On Wed, 06 Jun 2007, Ben Collins-Sussman wrote:
> We've got some sort of large memleak in 'svn update', a major
> regression between svn 1.4 and svn 1.5.
> Over at Google, we're playing around with Subversion on some very
> large trees. In particular, I've got one project here which is about
> 1GB of source code (2GB when checked out as a working copy), about
> 57,000 files and 2000 subdirs.
> I'm working on Windows XP. I do an 'svn update' on this working copy
> which updates a few hundred files. During this update, my svn 1.5
> client (built this week) grows to a resident size of about 300MB, then
> spikes up to 570MB during the final update tree-walk (where the whole
> tree is marked as being at HEAD).
> When I use a stock svn 1.4.3 client to do the same update, the memory
> usage slowly grows to 96MB, and stays there even during the final
> update tree-walk. Not great, but much more sane. No spiking.
The most likely location for a leak would be somewhere at or under the
svn_client__update_internal() call stack.
svn di \
The main differences are for:
a) Eliding of merge info in the WC
b) Depth argument handling
c) Preserved file extension handling
(b) isn't obviously suspect in this function, but there's potential
for a leak buried in the changes to the reporter code. (c) is fairly
simple, and also seems pretty unlikely.
WRT (a), I notice two potential scalability issues, the second
somewhat dependent upon the first:
1) children_with_mergeinfo_hash could potentially grow to be large.

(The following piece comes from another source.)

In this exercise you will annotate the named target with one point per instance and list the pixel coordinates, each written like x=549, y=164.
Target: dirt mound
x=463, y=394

2) We iterate over children with merge info, but don't use a sub-pool.
I'm attaching a patch for #2, but I don't think we can easily fix #1.
Assuming Google's tree doesn't have much/any merge info, I doubt this
will have much impact on the memory footprint, unless the leak is
buried under svn_client__elide_mergeinfo().
We should probably make the reporter code the next stop
(svn_ra_do_update2 and the call stack underneath it).